Malgré un mauvais départ, je trouve rapidement les mots et alors que je cite de nombreuses anecdotes, les yeux sombres de Max se remplissent d'émotions.
- Pour finir, je dirais qu'il n'est pas que mon cousin, c'est également mon ami, celui avec qui j'ai partagé et partage encore un grand nombre de secrets. Nous savons chacun ce qui fera la joie de l'autre, et je sais que cette jolie brune qui est juste devant moi en est la définition même pour Maxime. Alors voilà, je te remercie Alice, je te remercie de le rendre heureux, de l'aimer si profondément. Vous êtes un modèle pour beaucoup, dont moi. Je vous souhaite sincèrement le plus grand bonheur à tous les deux.
Heureusement pour moi, les applaudissements couvrent un nouveau caprice du micro. Deux secondes plus tard, Maxime m'offre sa main pour descendre de l'estrade. Une fois à nouveau au même étage que lui, celui-ci me prend dans les bras.
- Merci Anna, souffle-t-il avant de défaire son étreinte.

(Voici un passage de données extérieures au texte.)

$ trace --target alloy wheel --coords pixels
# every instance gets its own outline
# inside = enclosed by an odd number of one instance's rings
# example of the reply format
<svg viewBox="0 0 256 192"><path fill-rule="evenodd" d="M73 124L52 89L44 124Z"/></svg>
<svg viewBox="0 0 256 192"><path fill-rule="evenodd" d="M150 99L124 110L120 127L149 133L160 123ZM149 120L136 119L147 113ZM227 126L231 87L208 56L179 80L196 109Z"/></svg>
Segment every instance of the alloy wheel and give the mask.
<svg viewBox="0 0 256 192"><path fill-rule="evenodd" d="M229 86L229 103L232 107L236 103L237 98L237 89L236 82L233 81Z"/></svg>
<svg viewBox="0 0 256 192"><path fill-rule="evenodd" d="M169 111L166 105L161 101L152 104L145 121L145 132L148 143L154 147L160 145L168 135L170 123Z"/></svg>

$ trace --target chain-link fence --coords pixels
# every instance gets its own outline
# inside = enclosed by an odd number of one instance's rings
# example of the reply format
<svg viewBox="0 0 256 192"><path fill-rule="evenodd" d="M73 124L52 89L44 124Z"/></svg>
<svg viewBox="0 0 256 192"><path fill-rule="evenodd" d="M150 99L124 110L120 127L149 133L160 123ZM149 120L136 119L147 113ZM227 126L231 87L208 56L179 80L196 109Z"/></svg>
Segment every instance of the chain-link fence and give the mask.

Quelques instants plus tard, Without You d'Air Supply démarre. Puis comme tout le monde, je me tourne pour voir l'arrivée du gâteau de mariage. Il est sublime et paraît délicieux. Warren a fait un super travail.
Quand la grosse pâtisserie se retrouve au milieu de la salle, les applaudissements fusent dans la salle. Je croise le regard pétillant de mon cousin et souris tellement que j'en ai mal à la mâchoire.
Les gens savent que les deux amoureux se sont rencontrés au boulot, mais il est peu probable qu'ils soient au courant des âneries de mon cousin et de combien celui-ci a ramé avant d'avoir sa douce Alice. Je suis une des rares chanceuses à connaître la plupart de leurs péripéties et il s'avère que ces dernières ont parfois été éloignées du beau romantisme dont ils aiment parler. Elles étaient même assez catastrophiques je dirais, mais au final correspondent parfaitement aux caractères des deux amoureux.
C'est alors que je suis en train de me remémorer le récit de Max à propos d'un moment plutôt épique dans la cave à vins que le micro fait de nouveau des siennes :
- Et toi Annabelle, quand vas-tu te marier ? demande Haley, ma petite cousine.
La musique s'arrête et j'envoie un regard noir au DJ. Seigneur, quand il ne s'agit pas de Carolina ou de Julia, c'est Haley, une de mes petites cousines qui prend la relève. À la suite de cette intervention du diable, tous les regards se braquent sur moi.